User experience is about how a person feels about using a product, system or service. (source: Wikipedia)

Omnichannel customer experiences: A new design challenge

Omnichannel requires omnidesign and omnidesigners. Such much for omni to do.

Disclosure: I work at Informaat experience design (The Netherlands) ~ “Forget native apps, forget responsive webdesign, and say hello to omnichannel. We have moved away from the design of a single application, product or service. Increasingly, organizations have to deal with a multitude of them. This evolution is triggered by technology and raises a number of issues, challenges, and problems. How can we create a ‘seamless’ experience between all of the channels? How can we always keep the customer at the center of the design? And are our tried and tested design methods good enough, or do we also need a new way of designing, so-called omnidesign, to meet omnichannel’s needs?”

(Jantine Geldof a.k.a. @JantineG ~ Informaat BiRDS on a W!RE)

Connected experiences are compelling experiences

Everything is connected and distance is zero in any network.

“Today our phones can connect to our alarm clocks, our watches, and maybe even our coffee pots. Dan LeBoeuf, a designer who focuses on connected experiences across multiple devices, explains how we can use connectedness to improve our UX work.”

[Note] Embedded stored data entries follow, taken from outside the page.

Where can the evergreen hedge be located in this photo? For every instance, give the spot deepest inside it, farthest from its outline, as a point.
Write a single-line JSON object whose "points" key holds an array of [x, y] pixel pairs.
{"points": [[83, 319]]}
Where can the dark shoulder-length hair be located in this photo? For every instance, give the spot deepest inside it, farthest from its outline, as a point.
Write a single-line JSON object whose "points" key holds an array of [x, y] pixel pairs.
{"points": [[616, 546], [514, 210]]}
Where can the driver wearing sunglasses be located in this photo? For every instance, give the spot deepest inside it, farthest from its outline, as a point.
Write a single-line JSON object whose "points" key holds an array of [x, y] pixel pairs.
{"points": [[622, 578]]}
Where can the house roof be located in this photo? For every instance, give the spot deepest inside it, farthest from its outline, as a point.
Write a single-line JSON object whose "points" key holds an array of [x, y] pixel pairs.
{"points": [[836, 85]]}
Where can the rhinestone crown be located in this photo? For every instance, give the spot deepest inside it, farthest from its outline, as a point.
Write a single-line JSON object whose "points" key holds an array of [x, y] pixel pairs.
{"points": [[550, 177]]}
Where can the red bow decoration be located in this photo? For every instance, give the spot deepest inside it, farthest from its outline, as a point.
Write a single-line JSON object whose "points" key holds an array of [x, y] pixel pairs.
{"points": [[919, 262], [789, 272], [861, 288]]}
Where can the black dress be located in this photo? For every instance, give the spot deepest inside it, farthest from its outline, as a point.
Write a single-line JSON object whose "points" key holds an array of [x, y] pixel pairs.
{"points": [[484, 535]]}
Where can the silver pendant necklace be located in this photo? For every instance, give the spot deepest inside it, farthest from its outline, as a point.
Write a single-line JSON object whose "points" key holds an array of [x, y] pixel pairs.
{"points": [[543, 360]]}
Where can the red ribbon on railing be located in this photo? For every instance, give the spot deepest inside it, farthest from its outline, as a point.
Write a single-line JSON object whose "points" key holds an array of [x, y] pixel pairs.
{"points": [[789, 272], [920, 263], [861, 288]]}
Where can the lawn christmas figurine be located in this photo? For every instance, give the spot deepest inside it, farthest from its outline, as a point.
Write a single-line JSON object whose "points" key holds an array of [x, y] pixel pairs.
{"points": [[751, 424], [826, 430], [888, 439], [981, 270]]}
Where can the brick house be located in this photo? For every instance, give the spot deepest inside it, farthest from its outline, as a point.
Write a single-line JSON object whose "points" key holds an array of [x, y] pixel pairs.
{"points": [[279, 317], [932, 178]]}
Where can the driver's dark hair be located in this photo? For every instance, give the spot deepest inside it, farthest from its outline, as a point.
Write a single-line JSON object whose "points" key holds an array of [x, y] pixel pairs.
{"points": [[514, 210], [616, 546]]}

(Dan LeBoeuf a.k.a. @danleboeuf ~ UX Booth)

The future of UX design

Everything has a future, some bright, some less.

“The future of user experience is growing rapidly and remains strong as designers, developers, and those who hire them realize that user experience is becoming just as important as the product or service in which they are promoting. User experience and its body of knowledge as a whole is being refined and redefined as we learn what works and doesn’t work and how to overall best serve the users in which we design for.”

(Amber Leigh Turner a.k.a. @amberlturner ~ The Next Web)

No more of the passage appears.